T2 Biosystems Receives Funding from BARDA to Advance Technology for Diagnosis and Treatment of Bloodstream Infections
LEXINGTON, Mass., Sept. 11, 2019 (GLOBE NEWSWIRE) -- T2 Biosystems, Inc. (NASDAQ:TTOO) an emerging leader in the development and commercialization of innovative medical diagnostic products for critical unmet needs in healthcare, announced today that it has been awarded a milestone-based contract of initial value of $6 million with a potential value of up to $69 million, if all contract options are exercised, from the Biomedical Advanced Research and Development Authority (BARDA), within the Office of the Assistant Secretary for Preparedness and Response (ASPR) at the U.S. Department of Health and Human Services’ (HHS).
The contract will enable a significant expansion of the Company’s current portfolio of diagnostics for sepsis-causing pathogens and antibiotic-resistance genes, which are designed to improve patient outcomes and reduce the growing threat of antimicrobial resistance. This contract will fund development through U.S. Food & Drug Administration (FDA) submission of new direct-from-blood diagnostic panels that will be run on the T2Dx Instrument and the development of a next generation T2Dx Instrument:
- The first panel developed will be a direct-from-blood panel for detection of biothreat pathogens, including threats such as B. anthracis, F. tularensis, Burkholderia spp., Y. pestis, R. prowazekii, and toxin genes.
- The second panel is expected to cover 99% of all bloodborne bacterial infections by means of ?36 reported results, which include pan-Gram positive and pan-Gram negative results (detecting >250 species), in addition to the bloodborne antibiotic resistant threats identified by the Centers for Disease Control and Prevention (CDC).
- Along with the new panels, the BARDA award supports the development of a next-generation high-throughput instrument.
“By providing same-day results, T2 Biosystems’ existing technology has made a significant impact on therapy decisions, and this next generation of innovations has the potential to expand on this progress,” said Dr. Minh-Hong Nguyen, Professor of Medicine and Clinical & Translational Science Institute, University of Pittsburgh, and Director, Transplant Infectious Diseases and Antimicrobial Management Program of the University of Pittsburgh Medical Center. “With much more comprehensive coverage of the causative pathogens of bloodstream infections, this technology has the potential to rapidly and accurately diagnose and identify common bacterial causes of BSIs, and allow physicians to get patients started on appropriate therapy much sooner. It is a potential game changer for the way we practice medicine.”
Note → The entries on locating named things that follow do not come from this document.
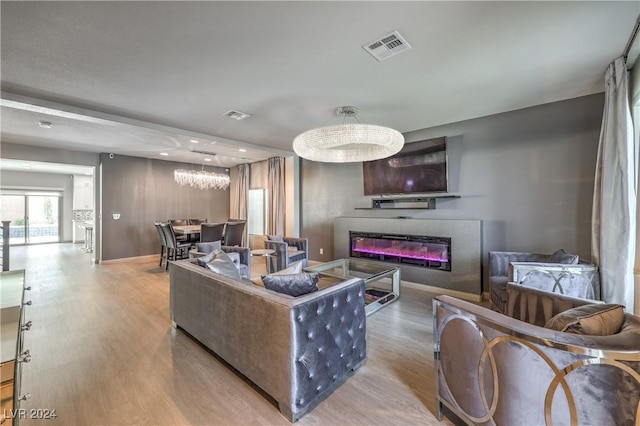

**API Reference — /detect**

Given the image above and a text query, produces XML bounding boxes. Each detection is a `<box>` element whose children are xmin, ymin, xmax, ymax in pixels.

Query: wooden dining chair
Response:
<box><xmin>200</xmin><ymin>222</ymin><xmax>225</xmax><ymax>243</ymax></box>
<box><xmin>160</xmin><ymin>223</ymin><xmax>191</xmax><ymax>270</ymax></box>
<box><xmin>153</xmin><ymin>222</ymin><xmax>167</xmax><ymax>266</ymax></box>
<box><xmin>223</xmin><ymin>221</ymin><xmax>247</xmax><ymax>246</ymax></box>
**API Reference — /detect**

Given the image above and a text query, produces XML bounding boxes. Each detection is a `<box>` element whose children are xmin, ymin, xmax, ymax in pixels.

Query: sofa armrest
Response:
<box><xmin>222</xmin><ymin>246</ymin><xmax>251</xmax><ymax>278</ymax></box>
<box><xmin>508</xmin><ymin>262</ymin><xmax>600</xmax><ymax>300</ymax></box>
<box><xmin>433</xmin><ymin>296</ymin><xmax>640</xmax><ymax>425</ymax></box>
<box><xmin>505</xmin><ymin>282</ymin><xmax>603</xmax><ymax>327</ymax></box>
<box><xmin>288</xmin><ymin>278</ymin><xmax>367</xmax><ymax>420</ymax></box>
<box><xmin>284</xmin><ymin>237</ymin><xmax>309</xmax><ymax>252</ymax></box>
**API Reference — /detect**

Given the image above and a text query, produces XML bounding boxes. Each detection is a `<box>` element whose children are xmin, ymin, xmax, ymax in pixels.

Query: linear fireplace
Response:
<box><xmin>349</xmin><ymin>231</ymin><xmax>451</xmax><ymax>271</ymax></box>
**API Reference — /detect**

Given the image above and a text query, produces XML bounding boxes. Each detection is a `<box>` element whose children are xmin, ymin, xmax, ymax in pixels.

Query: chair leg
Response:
<box><xmin>164</xmin><ymin>247</ymin><xmax>174</xmax><ymax>271</ymax></box>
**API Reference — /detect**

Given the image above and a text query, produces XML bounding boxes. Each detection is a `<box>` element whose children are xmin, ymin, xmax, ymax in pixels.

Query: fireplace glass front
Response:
<box><xmin>349</xmin><ymin>231</ymin><xmax>451</xmax><ymax>271</ymax></box>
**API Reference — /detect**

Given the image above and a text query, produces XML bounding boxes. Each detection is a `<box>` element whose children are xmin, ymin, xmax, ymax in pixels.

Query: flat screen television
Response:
<box><xmin>362</xmin><ymin>137</ymin><xmax>448</xmax><ymax>195</ymax></box>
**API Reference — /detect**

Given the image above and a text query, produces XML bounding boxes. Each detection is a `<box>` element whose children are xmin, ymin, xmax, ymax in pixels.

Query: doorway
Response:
<box><xmin>0</xmin><ymin>191</ymin><xmax>62</xmax><ymax>245</ymax></box>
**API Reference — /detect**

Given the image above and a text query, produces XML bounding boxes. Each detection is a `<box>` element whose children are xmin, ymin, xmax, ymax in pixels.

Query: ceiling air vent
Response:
<box><xmin>362</xmin><ymin>31</ymin><xmax>411</xmax><ymax>61</ymax></box>
<box><xmin>222</xmin><ymin>109</ymin><xmax>251</xmax><ymax>120</ymax></box>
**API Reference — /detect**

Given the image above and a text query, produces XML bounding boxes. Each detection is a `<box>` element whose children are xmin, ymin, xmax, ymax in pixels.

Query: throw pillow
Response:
<box><xmin>547</xmin><ymin>249</ymin><xmax>580</xmax><ymax>265</ymax></box>
<box><xmin>196</xmin><ymin>250</ymin><xmax>221</xmax><ymax>267</ymax></box>
<box><xmin>196</xmin><ymin>241</ymin><xmax>222</xmax><ymax>253</ymax></box>
<box><xmin>545</xmin><ymin>303</ymin><xmax>624</xmax><ymax>336</ymax></box>
<box><xmin>262</xmin><ymin>272</ymin><xmax>319</xmax><ymax>297</ymax></box>
<box><xmin>207</xmin><ymin>251</ymin><xmax>241</xmax><ymax>280</ymax></box>
<box><xmin>271</xmin><ymin>261</ymin><xmax>302</xmax><ymax>275</ymax></box>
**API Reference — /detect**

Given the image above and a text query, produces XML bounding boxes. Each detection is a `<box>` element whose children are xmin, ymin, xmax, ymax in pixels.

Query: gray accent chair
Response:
<box><xmin>489</xmin><ymin>250</ymin><xmax>600</xmax><ymax>313</ymax></box>
<box><xmin>433</xmin><ymin>283</ymin><xmax>640</xmax><ymax>426</ymax></box>
<box><xmin>264</xmin><ymin>235</ymin><xmax>309</xmax><ymax>273</ymax></box>
<box><xmin>170</xmin><ymin>259</ymin><xmax>367</xmax><ymax>422</ymax></box>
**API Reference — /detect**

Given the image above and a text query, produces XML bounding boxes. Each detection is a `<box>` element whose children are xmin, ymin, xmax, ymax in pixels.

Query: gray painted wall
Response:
<box><xmin>300</xmin><ymin>93</ymin><xmax>604</xmax><ymax>291</ymax></box>
<box><xmin>0</xmin><ymin>170</ymin><xmax>73</xmax><ymax>241</ymax></box>
<box><xmin>100</xmin><ymin>154</ymin><xmax>229</xmax><ymax>260</ymax></box>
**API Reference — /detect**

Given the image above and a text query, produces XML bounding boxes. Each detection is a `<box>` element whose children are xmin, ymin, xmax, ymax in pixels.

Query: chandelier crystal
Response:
<box><xmin>173</xmin><ymin>169</ymin><xmax>231</xmax><ymax>190</ymax></box>
<box><xmin>293</xmin><ymin>106</ymin><xmax>404</xmax><ymax>163</ymax></box>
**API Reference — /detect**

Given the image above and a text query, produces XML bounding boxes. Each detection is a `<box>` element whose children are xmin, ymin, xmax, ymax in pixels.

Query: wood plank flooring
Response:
<box><xmin>11</xmin><ymin>244</ymin><xmax>451</xmax><ymax>426</ymax></box>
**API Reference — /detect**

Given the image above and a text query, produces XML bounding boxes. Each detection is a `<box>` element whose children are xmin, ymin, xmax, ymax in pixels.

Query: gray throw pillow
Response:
<box><xmin>196</xmin><ymin>241</ymin><xmax>222</xmax><ymax>253</ymax></box>
<box><xmin>196</xmin><ymin>250</ymin><xmax>222</xmax><ymax>267</ymax></box>
<box><xmin>271</xmin><ymin>261</ymin><xmax>302</xmax><ymax>275</ymax></box>
<box><xmin>545</xmin><ymin>303</ymin><xmax>624</xmax><ymax>336</ymax></box>
<box><xmin>207</xmin><ymin>251</ymin><xmax>241</xmax><ymax>280</ymax></box>
<box><xmin>547</xmin><ymin>249</ymin><xmax>580</xmax><ymax>265</ymax></box>
<box><xmin>262</xmin><ymin>272</ymin><xmax>319</xmax><ymax>297</ymax></box>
“We are incredibly grateful to BARDA for this contract, which will allow us to continue to innovate, advance our product pipeline, and look forward to our public-private partnership with BARDA,” said John McDonough, chairman and chief executive officer of T2 Biosystems. “More importantly, we are looking forward to the opportunity to develop more technology that will truly transform the way bloodstream infections are diagnosed and managed and to continue to provide new advanced tools for improved antibiotic stewardship so that we can help save more lives and provide clinicians with the information they need to help prevent sepsis.”
About T2 Biosystems
T2 Biosystems, a leader in the development and commercialization of innovative medical diagnostic products for critical unmet needs in healthcare, is dedicated to improving patient care and reducing the cost of care by helping clinicians effectively treat patients faster than ever before. T2 Biosystems’ products include the T2Dx® Instrument, T2Candida® Panel, and T2Bacteria® Panel, which was recently announced as the first and only in-vitro diagnostic test to receive approval for a New Technology Add-on Payment (NTAP) by CMS, are powered by the proprietary T2 Magnetic Resonance (T2MR®) technology. T2 Biosystems has an active pipeline of future products, including products for the detection of additional species and antibiotic resistance markers of sepsis pathogens, and tests for Lyme disease.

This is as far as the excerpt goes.